When they got there, Snyder was in a meeting. The group debated what to do.

So they actually made an appointment, for Wednesday. No demands were made.

They all left.

What a waste of time.

Here's what organizer Derek Black had to say about the failed march:

"Sometimes if they (administrators) know you're coming, they make it a

point not to be there."

Ah, but even if that is true (which is highly debatable, especially when it

is the chancellor), wouldn't it have been wise to make an appointment

anyway? Then if the administrator didn't show up, the group could come to

the Beacon with that information, rather than the old "he's in a

meeting" complaint.

Basically, to go over there expecting to see the chancellor and make

demands is ludicrous, not to mention rude. How would you like it if some

rowdy group barged into your office questioning decisions that you probably

didn't even make?

We're all for the intent of these students. After all, they are fighting

for an important program in UT's repertoire of disciplines. What we are

against is the technique the students used.

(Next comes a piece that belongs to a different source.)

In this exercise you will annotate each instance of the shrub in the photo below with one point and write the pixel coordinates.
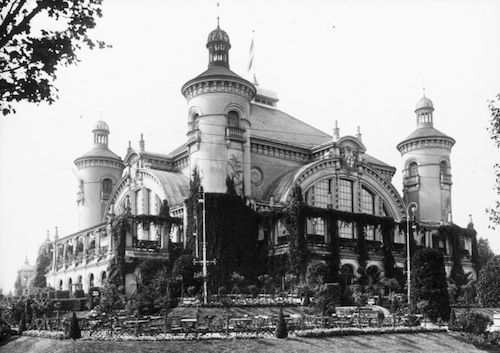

There is a time and a place for large groups of students barging in and

making demands. This was not one of them.

We can't speak for any of the administration, faculty or staff of UT, but

we are almost positive that they are against any cuts in the

African-American Studies program, too. It's preaching to the choir.

Legislators in Tennessee are the ones who need to hear such complaints.

They are the ones who ultimately have the final say in funding, which

determines how much UT should cut. If it wasn't the African-American

studies program, it would be English or political science or dance.

Our question is this: if the dance program were the same size as

African-American Studies and faced the exact same cuts, would students have

marched then?

Perhaps Snyder being in a meeting yesterday was the best thing that

could've happened. Now students have two days (the scheduled meeting will

be Wednesday afternoon) to sit back and ponder any questions or suggestions

they might have. It also affords them two days to calm down and handle the

situation in a calm, thoughtful and productive way. Administrators,

including Snyder, will surely respond in a more positive manner in a

nonconfrontational, positive atmosphere.

Uniting in a cause is good. Being rude is bad. Asking questions and

offering suggestions is good. Making demands is bad. Scheduling meetings is

good. Assuming they won't show up and thus not making an appointment is

bad.

So for the students set to meet with Snyder tomorrow, good luck. Just

remember that UT is in a financial crisis with not enough money to go

around. Cuts have to be made somewhere, and whether we like it or not, Arts

and Sciences will take a major blow. Letting UT and Snyder know that

students don't like this is OK, but barging in with such pressing

information is probably not the way to tell him.